Domestic violent extremist groups, particularly white supremacists, pose a growing threat to the United States, Attorney General Merrick Garland told a Senate panel on Wednesday.
“The threat of lethality is higher than it ever was … I have not seen a more dangerous threat to democracy than the invasion of the U.S. Capitol” by rioters on Jan. 6, said Garland, who as a prosecutor led the investigation into the 1995 Oklahoma City bombing that killed 168 people.
Garland noted the FBI recently said that the top domestic violent extremist threat facing the United States is from “racially or ethnically motivated violent extremists, specifically those who advocate for the superiority of the white race.”
Homeland Security Secretary Alejandro Mayorkas told the committee that racially or ethnically motivated extremists are “most likely to conduct mass-casualty attacks against civilians,” while people tied to right-wing militia groups are the most likely to target police and government employees and buildings.
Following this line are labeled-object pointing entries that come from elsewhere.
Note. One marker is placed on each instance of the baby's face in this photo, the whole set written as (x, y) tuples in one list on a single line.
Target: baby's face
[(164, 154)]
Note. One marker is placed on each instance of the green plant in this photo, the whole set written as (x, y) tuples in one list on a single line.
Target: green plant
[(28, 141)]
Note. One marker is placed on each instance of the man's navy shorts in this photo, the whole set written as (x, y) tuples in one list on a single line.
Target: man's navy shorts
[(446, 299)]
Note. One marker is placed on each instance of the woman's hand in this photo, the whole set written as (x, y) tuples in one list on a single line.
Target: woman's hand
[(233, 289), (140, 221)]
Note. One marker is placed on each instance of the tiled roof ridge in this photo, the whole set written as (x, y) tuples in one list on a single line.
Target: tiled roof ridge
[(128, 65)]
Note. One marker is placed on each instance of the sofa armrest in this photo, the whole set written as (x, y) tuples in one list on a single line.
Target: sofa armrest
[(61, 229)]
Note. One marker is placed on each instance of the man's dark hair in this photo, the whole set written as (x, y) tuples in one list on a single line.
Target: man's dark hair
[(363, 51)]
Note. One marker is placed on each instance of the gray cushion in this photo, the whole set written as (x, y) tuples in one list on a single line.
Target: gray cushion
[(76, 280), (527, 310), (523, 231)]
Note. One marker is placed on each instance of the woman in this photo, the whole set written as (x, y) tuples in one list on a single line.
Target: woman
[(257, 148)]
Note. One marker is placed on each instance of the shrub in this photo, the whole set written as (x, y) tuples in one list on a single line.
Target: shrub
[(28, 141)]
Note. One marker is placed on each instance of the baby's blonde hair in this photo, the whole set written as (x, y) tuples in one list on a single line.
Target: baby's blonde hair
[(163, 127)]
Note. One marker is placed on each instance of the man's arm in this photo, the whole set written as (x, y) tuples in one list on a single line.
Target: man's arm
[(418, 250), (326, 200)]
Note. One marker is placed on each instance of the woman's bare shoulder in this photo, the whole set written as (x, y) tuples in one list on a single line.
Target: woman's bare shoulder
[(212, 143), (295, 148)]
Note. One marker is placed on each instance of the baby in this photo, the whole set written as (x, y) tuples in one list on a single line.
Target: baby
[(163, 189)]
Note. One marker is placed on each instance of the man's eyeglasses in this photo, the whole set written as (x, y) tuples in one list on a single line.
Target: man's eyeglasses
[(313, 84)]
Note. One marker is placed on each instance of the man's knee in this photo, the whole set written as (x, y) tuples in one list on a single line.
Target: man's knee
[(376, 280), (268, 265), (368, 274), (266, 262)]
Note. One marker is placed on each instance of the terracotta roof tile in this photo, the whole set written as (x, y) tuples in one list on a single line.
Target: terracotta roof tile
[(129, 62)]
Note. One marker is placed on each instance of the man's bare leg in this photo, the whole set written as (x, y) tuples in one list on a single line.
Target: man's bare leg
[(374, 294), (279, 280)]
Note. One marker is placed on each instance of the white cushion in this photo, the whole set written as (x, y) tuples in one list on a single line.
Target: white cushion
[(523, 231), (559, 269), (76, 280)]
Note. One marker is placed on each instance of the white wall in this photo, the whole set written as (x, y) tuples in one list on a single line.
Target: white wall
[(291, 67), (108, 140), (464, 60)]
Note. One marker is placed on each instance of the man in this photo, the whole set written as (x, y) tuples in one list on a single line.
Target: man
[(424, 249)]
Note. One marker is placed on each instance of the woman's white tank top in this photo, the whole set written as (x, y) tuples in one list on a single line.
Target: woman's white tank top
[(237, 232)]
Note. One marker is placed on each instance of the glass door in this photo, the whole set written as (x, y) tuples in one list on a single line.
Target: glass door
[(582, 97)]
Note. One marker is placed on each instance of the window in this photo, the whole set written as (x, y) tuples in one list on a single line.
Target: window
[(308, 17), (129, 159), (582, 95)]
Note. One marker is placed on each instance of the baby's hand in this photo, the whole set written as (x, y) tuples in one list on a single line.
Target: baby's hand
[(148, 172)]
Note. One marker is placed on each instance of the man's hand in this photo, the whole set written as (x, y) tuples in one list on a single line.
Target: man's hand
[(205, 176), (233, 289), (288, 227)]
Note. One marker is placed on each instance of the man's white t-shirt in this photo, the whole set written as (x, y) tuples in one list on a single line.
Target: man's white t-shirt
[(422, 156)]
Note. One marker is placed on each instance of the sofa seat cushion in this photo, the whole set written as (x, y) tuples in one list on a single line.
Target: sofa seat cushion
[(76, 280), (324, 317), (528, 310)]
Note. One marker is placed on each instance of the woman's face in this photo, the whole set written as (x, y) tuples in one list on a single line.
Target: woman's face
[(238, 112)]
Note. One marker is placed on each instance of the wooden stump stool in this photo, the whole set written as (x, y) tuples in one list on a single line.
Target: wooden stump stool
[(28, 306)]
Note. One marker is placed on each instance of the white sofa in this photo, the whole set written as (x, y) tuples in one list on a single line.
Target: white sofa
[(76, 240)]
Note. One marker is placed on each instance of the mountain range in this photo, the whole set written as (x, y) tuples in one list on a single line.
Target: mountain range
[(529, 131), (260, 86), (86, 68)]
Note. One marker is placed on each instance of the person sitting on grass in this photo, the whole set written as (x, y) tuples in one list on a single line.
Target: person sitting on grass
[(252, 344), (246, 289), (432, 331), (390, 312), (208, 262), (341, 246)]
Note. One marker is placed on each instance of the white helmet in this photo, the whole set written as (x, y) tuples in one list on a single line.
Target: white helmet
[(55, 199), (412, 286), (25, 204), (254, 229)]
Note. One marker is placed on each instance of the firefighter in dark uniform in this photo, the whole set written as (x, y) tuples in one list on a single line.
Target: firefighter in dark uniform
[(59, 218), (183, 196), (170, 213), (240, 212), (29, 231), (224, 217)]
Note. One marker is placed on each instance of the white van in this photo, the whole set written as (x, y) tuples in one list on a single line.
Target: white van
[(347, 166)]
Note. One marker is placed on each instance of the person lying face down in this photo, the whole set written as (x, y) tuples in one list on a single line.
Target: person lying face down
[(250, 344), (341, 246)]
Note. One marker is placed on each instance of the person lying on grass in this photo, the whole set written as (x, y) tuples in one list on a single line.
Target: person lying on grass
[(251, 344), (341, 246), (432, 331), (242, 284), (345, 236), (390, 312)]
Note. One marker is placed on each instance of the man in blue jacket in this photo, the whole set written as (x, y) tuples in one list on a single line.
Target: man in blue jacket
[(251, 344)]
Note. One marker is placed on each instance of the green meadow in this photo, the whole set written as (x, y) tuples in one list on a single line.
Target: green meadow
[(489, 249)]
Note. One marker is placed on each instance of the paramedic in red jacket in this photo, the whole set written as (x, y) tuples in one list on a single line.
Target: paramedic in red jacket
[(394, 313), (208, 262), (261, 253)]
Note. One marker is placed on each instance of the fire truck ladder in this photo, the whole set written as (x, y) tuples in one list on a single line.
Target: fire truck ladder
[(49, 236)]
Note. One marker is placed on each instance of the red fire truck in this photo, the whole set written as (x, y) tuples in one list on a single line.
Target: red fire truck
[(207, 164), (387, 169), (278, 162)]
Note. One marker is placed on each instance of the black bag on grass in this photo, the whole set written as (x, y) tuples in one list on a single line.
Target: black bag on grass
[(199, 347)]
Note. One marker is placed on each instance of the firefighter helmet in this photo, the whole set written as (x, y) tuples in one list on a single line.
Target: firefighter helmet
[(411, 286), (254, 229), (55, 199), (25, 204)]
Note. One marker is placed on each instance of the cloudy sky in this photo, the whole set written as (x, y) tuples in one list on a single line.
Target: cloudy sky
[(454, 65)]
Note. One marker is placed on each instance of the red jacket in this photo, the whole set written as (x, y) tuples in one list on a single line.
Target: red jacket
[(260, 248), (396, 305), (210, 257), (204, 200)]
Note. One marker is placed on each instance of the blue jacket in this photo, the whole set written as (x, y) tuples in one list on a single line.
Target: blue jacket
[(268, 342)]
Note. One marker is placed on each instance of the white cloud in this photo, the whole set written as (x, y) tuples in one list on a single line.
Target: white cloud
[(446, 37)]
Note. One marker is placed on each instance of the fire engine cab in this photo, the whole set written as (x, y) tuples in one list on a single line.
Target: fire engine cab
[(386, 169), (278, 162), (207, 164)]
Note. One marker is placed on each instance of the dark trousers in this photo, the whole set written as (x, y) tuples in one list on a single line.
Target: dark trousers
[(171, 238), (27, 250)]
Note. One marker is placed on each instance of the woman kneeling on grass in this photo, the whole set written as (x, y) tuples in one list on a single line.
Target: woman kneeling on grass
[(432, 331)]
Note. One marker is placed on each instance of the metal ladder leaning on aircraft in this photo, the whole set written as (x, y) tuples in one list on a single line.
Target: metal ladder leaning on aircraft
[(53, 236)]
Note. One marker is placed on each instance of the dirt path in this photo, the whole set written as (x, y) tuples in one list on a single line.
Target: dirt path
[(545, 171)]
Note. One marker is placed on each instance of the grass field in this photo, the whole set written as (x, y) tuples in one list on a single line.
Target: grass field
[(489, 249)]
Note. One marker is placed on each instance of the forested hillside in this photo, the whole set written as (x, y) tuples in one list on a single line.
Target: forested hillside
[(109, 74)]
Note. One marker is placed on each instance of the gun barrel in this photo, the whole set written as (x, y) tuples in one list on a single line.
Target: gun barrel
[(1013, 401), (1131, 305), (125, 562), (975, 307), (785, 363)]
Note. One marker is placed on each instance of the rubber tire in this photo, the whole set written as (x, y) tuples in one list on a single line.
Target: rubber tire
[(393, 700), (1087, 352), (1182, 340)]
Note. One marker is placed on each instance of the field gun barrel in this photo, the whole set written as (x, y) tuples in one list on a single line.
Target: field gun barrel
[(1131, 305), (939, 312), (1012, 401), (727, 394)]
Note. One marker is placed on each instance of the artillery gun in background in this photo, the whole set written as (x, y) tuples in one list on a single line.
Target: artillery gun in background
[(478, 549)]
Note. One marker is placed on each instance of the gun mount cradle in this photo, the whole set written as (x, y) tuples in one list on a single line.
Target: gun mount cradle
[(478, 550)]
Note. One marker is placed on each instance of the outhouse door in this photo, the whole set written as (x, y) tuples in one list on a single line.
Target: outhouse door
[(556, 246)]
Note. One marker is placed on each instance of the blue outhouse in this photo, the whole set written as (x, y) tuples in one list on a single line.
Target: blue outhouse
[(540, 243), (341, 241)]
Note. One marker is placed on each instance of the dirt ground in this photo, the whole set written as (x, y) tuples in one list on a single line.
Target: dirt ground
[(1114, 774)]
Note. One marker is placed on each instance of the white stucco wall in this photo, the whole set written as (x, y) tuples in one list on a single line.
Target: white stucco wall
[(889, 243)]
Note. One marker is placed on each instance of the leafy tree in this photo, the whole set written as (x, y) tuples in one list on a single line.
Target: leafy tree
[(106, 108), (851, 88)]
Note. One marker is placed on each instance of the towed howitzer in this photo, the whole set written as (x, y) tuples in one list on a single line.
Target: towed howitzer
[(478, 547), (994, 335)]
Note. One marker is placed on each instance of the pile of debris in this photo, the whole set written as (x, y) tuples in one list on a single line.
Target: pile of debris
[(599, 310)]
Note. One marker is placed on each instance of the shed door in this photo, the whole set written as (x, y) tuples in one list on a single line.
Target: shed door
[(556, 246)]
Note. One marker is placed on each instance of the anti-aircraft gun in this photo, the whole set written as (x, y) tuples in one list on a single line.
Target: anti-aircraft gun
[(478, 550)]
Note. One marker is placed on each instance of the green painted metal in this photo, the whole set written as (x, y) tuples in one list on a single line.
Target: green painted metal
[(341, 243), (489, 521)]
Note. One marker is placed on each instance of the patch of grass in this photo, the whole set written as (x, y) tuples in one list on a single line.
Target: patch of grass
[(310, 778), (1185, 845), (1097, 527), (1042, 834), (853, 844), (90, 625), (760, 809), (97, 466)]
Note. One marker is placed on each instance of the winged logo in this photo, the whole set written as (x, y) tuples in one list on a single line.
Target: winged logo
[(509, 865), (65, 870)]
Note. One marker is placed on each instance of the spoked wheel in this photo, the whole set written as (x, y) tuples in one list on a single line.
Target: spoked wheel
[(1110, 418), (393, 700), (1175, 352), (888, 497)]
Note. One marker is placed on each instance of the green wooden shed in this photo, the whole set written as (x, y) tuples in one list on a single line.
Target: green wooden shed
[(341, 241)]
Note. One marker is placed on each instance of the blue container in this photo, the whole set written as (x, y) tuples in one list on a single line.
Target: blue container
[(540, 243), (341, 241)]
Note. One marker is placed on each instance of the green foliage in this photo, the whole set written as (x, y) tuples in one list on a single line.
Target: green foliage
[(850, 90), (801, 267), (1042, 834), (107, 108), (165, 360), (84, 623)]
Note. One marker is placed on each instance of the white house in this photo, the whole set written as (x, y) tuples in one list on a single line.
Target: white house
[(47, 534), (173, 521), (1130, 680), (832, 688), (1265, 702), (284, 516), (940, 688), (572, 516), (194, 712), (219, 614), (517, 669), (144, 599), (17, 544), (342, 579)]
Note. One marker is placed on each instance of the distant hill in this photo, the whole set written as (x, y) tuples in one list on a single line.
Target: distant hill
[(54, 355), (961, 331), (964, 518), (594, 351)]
The threat of attacks inside the United States by foreign militants such as Islamic State also persists, Mayorkas said. “It is not as if they have disappeared… We don’t take our eye off one to focus on the other,” he said.
Garland and Mayorkas said they were concerned about how disinformation and misinformation spread on social media, and Mayorkas said such “false narratives” can instigate violence.
Garland said the Director of National Intelligence’s office was monitoring “sharing of information” between U.S. and European extremists.
Mayorkas said that Homeland Security, whose leadership in the Trump Administration was accused by a whistleblower of playing down right-wing extremist threats, is devoting more intelligence resources to domestic extremism and allocating “at least $77 million” to help local governments prepare for “acts of domestic violent extremism.”